Warren County schools will remain diligent about hygiene and sanitation with cleaning and disinfecting throughout the day high-touch areas such as doorknobs, door handles, water fountains and restrooms, he said.
“The most important thing we can do is exercise good hygiene and wear a mask,” Clayton said. “We are going to need our parents to partner with us unlike anytime ever before. We’re going to be asking parents to ensure that they have taken the temperature of their child before they get to school.
“ ... It’s just part of what we need to do on behalf of each other as we navigate this challenging time.”

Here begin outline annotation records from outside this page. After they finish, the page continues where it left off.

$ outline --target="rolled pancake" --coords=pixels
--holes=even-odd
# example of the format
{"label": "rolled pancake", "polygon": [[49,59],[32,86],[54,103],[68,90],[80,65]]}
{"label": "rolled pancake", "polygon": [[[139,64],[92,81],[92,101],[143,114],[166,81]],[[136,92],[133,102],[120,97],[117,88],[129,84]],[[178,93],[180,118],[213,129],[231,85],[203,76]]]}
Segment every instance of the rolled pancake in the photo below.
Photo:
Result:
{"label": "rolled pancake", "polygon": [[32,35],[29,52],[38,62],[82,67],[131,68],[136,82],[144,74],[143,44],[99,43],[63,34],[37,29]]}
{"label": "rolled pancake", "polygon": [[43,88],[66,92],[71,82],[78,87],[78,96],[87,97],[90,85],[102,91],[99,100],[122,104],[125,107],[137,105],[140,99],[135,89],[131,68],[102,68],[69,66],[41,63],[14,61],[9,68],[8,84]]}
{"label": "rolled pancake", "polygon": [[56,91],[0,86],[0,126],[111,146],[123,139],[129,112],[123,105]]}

While the school system will do everything possible to prevent the spread of the coronavirus, Clayton conceded there is the possibility of closures at some point during the year.
“I feel fairly confident that we need to position ourselves to expect intermittent closures,” Clayton said. “It is my hope that they are not extended closures, but based on what you are seeing even in nearby states that is something we can reasonably expect.”
He said Warren County could have a closure at one specific school and not across the district.
“Our goal is going to be to provide in-person instruction to as many of our students as possible throughout the school year,” Clayton said. “The contact tracing is going to be critical to that. Obviously we are going to have processes in place where we can narrow down those particular instances. I think it is very possible that we could have a particular school being closed for an intermittent amount of time. I think it is more likely where we may have to do that in a particular classroom, for example.”